Выброса магии не случилось, поскольку Алексей оказался рядом и перехватил мою взметнувшуюся для удара руку. На борьбу ушли последние силы, где-то на угасающих искрах сознания промелькнула мысль, что я натворила. Подобное поведение не прощалось, оно было чересчур дерзким и фривольным. Но агония заточенной во мне магии сковала цепью одеревеневшие мысли, потому у меня не вышло оттолкнуть Алексея, как бы не хотелось.
— Ненавижу, ваше императорское высочество. Всевышний, как же я ненавижу вас, — из глаз брызнули слезы.
С губ слетали одни и те же фразы, словно кто-то включил кнопку повтора. Я задохнулась от прикосновения. А ведь он всего лишь прошёлся ладонью от бедра до талии, но ощущения такие, будто меня облили кипятком. Собрав в кулак мои волосы, Алексей заставил выгнуться ему навстречу.
Поцелуй получился удушливым, почти жестоким, отравляющим кровь. В своих объятиях его императорское высочество тоже предпочитал властвовать безраздельно, чтобы без всяких компромиссов и увещеваний.
Никакой демократии. Как и всегда, впрочем.
— Ненавидь, — вибрация от его голоса отдалась в нижней части живота сладкой мукой, — кричи, умоляй. Тебе все равно не уйти от меня. Никогда. Даже смерть не разлучит нас, Ольга, пока я того не пожелаю.
Мой ноутбук и флаеры, среди которых был билет в Большой театр, полетели на пол. Обхватив крепкую шею, я втянула запах Алексея, затем со всхлипом дернула за ворот к себе. На разъедающий жар браслетов я не обращала внимания, — гори пламенем! — череп без того раскалывался на части, в него клином вбивалась привычная мигрень. Спасали поцелуи, походившие скорее на укусы, и пальцы, крепко сжимавшие затылок.
Что-то изменилось, вместо боли пришла легкость и сладость — ее вкус растекся на языке патокой. Алексей расслабился, приоткрыл завесу, и защита пала. Теперь я видела, как много в нем чувственности, страсти и… злости. А потом усталость, такая бесконечная, что ни конца, ни края не видать. Все время, пока я боролась с демонами, его собственные пожирали душу изнутри. И он ни разу не показал их мне.
До этого момента.
— Ты в бешенстве, — выдохнула между чередой дразнящих поцелуев, дернули пиджак, но ткань не поддалась.
— Вроде бы просил не читать меня, — чуть громче, чем всегда, ответил Алексей и оголил мои плечи.
Когда там мастер должен приехать? Боль, к слову, исчезла.
— Браслет отключился.
— Расстреляю всех виновных, явно производственный брак.
— Или кому-то нужна свобода.
Я ощутила лопатками твердую поверхность столика.

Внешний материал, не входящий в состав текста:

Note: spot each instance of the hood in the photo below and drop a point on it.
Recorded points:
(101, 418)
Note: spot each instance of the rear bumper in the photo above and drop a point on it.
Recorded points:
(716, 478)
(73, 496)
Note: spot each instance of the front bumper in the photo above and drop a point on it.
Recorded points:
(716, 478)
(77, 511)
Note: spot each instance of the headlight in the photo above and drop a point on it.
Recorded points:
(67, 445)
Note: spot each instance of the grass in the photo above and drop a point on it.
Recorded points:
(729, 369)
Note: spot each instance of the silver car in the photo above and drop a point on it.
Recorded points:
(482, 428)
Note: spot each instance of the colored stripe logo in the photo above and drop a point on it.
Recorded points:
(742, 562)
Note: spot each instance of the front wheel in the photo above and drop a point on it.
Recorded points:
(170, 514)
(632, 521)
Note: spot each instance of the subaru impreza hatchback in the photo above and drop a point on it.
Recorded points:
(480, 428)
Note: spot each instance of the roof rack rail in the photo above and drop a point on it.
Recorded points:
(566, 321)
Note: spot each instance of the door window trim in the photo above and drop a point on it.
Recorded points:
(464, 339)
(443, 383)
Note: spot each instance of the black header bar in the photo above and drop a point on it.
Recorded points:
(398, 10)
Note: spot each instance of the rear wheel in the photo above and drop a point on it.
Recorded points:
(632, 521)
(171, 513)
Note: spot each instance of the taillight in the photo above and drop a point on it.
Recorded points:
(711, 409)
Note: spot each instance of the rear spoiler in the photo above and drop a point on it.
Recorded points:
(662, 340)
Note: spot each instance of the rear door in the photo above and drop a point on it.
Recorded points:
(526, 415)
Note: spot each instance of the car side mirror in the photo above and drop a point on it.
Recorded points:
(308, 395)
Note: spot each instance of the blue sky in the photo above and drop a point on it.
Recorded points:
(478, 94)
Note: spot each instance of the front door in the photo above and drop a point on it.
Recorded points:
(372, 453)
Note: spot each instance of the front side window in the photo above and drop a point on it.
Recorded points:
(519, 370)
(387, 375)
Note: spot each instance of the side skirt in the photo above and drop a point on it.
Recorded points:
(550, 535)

Как он не перевернулся под моим весом и не сломался — загадка. Склонившись, Алексей придержал столик рукой и посмотрел на меня. Сталь обратилась в пепел, столь же прекрасный, как и печальный. Потому что не только я, но и он безмолвно сгорал в пламени этой безумной связи.
— У императора нет права на свободу, — тихо сказал Алексей, и я проглотила горько-сладкую слюну. — И выбора тоже нет.
Протянув руку, я коснулась его щеки и почувствовала прикосновение губ к ладони. Невидимым клеймом он осел на коже.
— У тебя есть власть, Алекс, — прошептала я в поцелуе. — А твоей свободой всегда буду я.
Глава 18. Влад
В квартире на Царской улице, больше походившей на грязную помойку, было тихо и на удивление светло: солнце пробивалось сквозь пустоты в окнах. Но я знал, что оно лишь иллюзия, качественно созданное отражение реального мира. Осколки зеркал напоминали сверкающие самоцветы, которые от прямых лучей превращались в радугу под ногами. Казалось, весь драный линолеум усыпан ими.
«Хрусть-хрусть» — каждый шаг сопровождался этой мелодией.
Я поднял пистолет и услышал громкий хохот с четырех сторон, как будто мой противник находился везде и нигде одновременно. Оно и не удивительно, ведь этот мир создал Зеркальщик. Здесь — его территория. Целая вселенная, где я в любой момент мог погибнуть.
— Падала с крыши капель,
Потекла ручейками водица;
А у мерзлого озера, посреди камыша,
Горько плачет от боли девица.
Где же возлюбленный, где?
Бьется в клетке молчания как птица.
Ни письма, ни записки в ответ,
Видно, сгинул любимый на границе.
— По мне некому плакать, — скрип зубов резанул по ушам, только я не сразу понял, что сам двинул челюстью от злости. — Твои старания уйдут в молоко.